Saturday, April 30, 2011, 09:16 EDT Leave a comment Go to comments

I don’t carrry around a lot of cash. For one thing, I’m always afraid I’ll lose it or have my pocketbook stolen, and unlike checks or a credit card, you can’t get lost or stolen cash back. Now that I’m a homeowner on a tighter budget, I also find it easier to keep track of my spending by using either checks or my debit card. Nonetheless, I always keep a small amount of cash on me, generally using it for things like a drink in the company cafeteria or the occasional trip to the coin-operated air pump at the gas station.

Prior to yesterday at lunch time, I don’t remember exactly when or I last bought something for which I received change. I’m pretty sure it was Thursday.

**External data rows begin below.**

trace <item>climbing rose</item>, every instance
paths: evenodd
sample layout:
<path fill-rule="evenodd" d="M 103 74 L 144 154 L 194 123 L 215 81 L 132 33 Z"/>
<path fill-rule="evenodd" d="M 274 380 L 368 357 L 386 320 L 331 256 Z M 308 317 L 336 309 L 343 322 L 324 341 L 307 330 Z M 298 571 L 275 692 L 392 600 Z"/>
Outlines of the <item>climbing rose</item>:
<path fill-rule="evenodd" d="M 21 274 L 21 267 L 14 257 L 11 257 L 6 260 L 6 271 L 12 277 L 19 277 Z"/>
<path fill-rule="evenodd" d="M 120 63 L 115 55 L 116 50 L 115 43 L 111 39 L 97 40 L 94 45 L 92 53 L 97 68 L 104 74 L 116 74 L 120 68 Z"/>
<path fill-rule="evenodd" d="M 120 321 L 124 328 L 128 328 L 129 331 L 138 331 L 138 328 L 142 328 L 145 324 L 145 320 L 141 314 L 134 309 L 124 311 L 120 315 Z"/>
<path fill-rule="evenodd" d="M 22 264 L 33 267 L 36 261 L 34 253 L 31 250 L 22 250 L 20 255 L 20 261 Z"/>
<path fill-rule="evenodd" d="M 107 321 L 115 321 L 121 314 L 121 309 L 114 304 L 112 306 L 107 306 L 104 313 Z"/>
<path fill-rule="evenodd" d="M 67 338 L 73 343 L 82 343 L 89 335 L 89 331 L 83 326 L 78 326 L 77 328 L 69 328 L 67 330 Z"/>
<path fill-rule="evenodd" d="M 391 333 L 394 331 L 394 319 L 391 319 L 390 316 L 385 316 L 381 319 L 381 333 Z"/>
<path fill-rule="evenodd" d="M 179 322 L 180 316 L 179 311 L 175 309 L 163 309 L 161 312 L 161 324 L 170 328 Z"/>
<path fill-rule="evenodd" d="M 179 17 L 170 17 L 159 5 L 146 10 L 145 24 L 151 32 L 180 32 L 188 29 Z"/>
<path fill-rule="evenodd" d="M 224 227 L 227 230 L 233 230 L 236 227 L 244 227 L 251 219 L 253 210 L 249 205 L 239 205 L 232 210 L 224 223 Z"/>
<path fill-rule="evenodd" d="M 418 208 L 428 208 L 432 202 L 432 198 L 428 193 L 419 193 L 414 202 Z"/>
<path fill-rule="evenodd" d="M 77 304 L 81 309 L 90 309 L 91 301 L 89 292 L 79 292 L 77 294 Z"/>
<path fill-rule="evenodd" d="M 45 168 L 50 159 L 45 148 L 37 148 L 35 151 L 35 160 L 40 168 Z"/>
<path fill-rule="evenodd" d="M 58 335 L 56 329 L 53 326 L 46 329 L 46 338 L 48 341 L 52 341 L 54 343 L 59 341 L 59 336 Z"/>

In any event, what I didn’t notice until yesterday, when I went to pay for the aforementioned beverage at work, that I noticed a strange coin that must have been part of the change I got in my previous cash transaction.

100 Yen100 Yen

My first thought was that I was kind of ticked off that instead of a nickel or a quarter that I could actually spend, I had gotten a foreign coin that I didn’t recognize and, therefore, couldn’t use. My second thought was the memory of a recurring dream I’ve had over the years in which a store clerk tries to give me a $30 bill for change and doesn’t believe me when I tell him there’s no such thing as a $30 bill. My third thought, upon actually looking at the coin, was that it was rather pretty, with a cluster of flowers on one side. Not many countries issue coins with flowers on them. Then I noticed that besides the pretty flowers and the large “100,” there were some kind of Asian characters on both sides. I showed it to my Chinese friend and co-worker, Sandy, who recognized the characters as Japanese. So I googled “Japanese 100 coin” and looked at the images, one of which was this…

100 Yen

…which is basically a shinier version of the coin I was holding, and with a different arabic numeral under the “100.” Specifically, I learned that it is a ¥100 (100 Japanese yen) piece, and the small arabic number under the “100” is part of the date marking.

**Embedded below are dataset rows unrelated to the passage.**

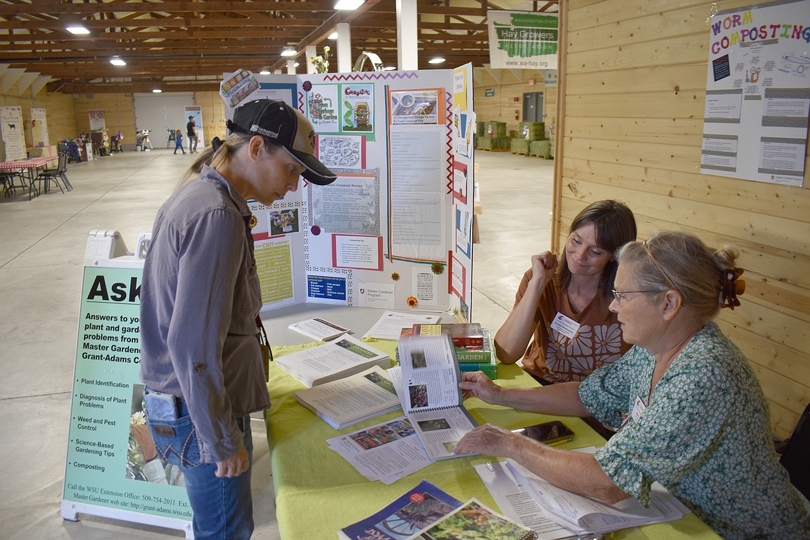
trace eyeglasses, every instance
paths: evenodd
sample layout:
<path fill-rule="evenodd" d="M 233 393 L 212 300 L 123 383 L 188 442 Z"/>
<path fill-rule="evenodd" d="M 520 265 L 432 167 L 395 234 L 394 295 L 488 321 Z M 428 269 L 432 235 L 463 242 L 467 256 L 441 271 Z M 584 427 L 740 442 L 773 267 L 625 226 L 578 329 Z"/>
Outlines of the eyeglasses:
<path fill-rule="evenodd" d="M 627 300 L 627 295 L 639 293 L 650 293 L 650 292 L 662 292 L 662 291 L 616 291 L 616 289 L 611 289 L 611 292 L 613 293 L 613 298 L 616 299 L 616 304 L 621 305 L 621 303 Z"/>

Cool! I thought, because I had never seen Japanese money before. Then I realized that a yen is an itty-bitty amount compared to, say a dollar, so there I was with something worth probably half a cent instead of the five or 25 cents I should have gotten from whatever store gave it to me.

Imagine my surprise when I discovered that ¥100 is currently worth, according to the Universal Currency Converter, about US$1.23, which is obviously more than the five or 25 cents I should have gotten. With $1.23, I could buy most of another beverage at the company cafeteria.

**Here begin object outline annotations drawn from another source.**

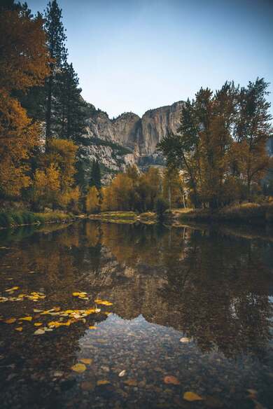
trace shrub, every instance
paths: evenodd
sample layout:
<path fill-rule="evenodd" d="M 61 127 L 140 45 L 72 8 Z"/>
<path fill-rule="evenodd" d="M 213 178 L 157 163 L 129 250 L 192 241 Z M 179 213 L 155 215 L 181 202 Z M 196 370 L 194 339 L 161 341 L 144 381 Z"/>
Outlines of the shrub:
<path fill-rule="evenodd" d="M 155 212 L 160 219 L 163 219 L 164 212 L 169 208 L 169 204 L 163 197 L 158 197 L 155 202 Z"/>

Except that it isn’t $1.23. It’s ¥100 which, even though I now know what it is, is still essentially worthless to me, for a few reasons:

  1. I have no plans to go to Japan where I would actually be able to spend it;
  2. Banks around here don’t accept coins in currency exchange transactions; and
  3. Even if they did, they charge at least a $5 exchange fee.

So now all I have to do is find someone who anticipates going to Japan sometime in the near future and would be willing to pay me $1.23 (or whatever the going rate is at the time) in exchange for my ¥100. Either that, or I can stop being so cheap and accept that I have an interesting coin to throw into the little jar that holds the Irish 10P and the George VI penny.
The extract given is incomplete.